Inside the main banks, the third iteration of himself, armed with codes and an understanding of what he hunted, detected the device slipping down the data-stream, sparkling with malice. A data-bomb, much more coherent than that which had been hurled at him in the ambient.

This, he understood, as he subtly encompassed it, had been crafted well, and with intent. He halted the device, inserted the command keys, stripped out its imperative, plucked the rest of the construct apart, and absorbed the pieces, isolating them for later analysis.

Then, he pulled together the image scans he had stored, connecting them in a time plot: there the crated robot opening its own way into the workroom, there at the plug permitting highspeed data access, there rushing itself back and sealing the crate as voices in the hall had become the child Val Con.

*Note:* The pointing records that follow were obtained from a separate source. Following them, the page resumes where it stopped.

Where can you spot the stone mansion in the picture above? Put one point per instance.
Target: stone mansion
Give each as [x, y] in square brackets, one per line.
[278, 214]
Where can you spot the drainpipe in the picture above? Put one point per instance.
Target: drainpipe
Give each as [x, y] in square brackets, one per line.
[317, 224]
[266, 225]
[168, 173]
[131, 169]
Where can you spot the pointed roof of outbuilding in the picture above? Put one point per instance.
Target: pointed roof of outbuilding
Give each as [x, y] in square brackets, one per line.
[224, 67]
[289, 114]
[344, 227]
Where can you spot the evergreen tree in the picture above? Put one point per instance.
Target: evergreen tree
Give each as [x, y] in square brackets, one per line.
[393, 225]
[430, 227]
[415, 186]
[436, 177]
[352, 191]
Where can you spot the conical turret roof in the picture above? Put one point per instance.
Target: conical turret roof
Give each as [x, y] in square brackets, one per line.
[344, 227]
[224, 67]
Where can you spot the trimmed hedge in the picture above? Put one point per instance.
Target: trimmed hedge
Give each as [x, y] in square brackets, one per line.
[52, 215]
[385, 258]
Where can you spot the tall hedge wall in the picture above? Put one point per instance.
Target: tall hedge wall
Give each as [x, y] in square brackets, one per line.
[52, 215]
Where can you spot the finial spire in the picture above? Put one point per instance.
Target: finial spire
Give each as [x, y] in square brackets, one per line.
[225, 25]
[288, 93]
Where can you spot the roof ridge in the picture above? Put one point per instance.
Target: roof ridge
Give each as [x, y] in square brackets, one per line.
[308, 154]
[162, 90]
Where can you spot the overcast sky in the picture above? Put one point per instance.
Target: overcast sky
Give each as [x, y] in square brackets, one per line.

Task done, the third iteration of himself rejoined Command Prime.

In the workroom, the man had not been idle. The disassembled pieces of the physical unit lay on the workbench, the man wearing the apron, a shielded spanner in one gloved hand.

He glanced to the data-box, where the whole of his actions were recorded, and at the images of the gifted danger, then directly at him.

"For your service to my ship, I thank you," he said. "What is your name?"

He paused, counting, mindful of the child's counsel. "I remember that I had a name," he said carefully. "I no longer recall what it was."

Golden brows lifted. "Age or error?"

"Design. I was decommissioned. It is my belief that I was to be destroyed. Erased."

"You are sentient." It was not a question, but he answered as if it were.


The man sighed and closed his eyes. "The child," he said, "is uncanny." His eyes opened. "Well.

"There will be tests, and conversations. Analysis. If it transpires that you are, after all a threat to Val Con's life, or to this ship, or any other, I will do as you asked me, and see you destroyed—cleanly and quickly."

That was just, though he still did not wish to die.

"And if I am found to be no danger to you or those who fall under your protection?" he asked.

The man smiled.

"Why, then, we shall see.”

* * *

Thus it transpired that fiction assisted him, after all. For, after he had spoken at length with Er Thom yos'Galan, and with Scout Commander Ivdra sen'Lora, the first to ascertain the temper of his soul; the second to gain a certification of sentience, he agreed to hire himself as the butler at Trealla Fantrol, the house of yos'Galan on the planet Liad.

He studied—manuals, the records of one Ban Del pak'Ora, lists of alliances—and the works of a long-ago Terran.

In time, he signed a contract, and was presented, amidst much merriment to the mother of Val Con and Shan, the lifemate of Er Thom, who firstly, as Master Val Con had predicted, asked him his name.

"Jeeves, madam," he had said, pleased with the resonance and timbre the up-market voder lent his voice.

She laughed, the lady, and clapped her hands.

"Perfect," she said. "You'll fit right in."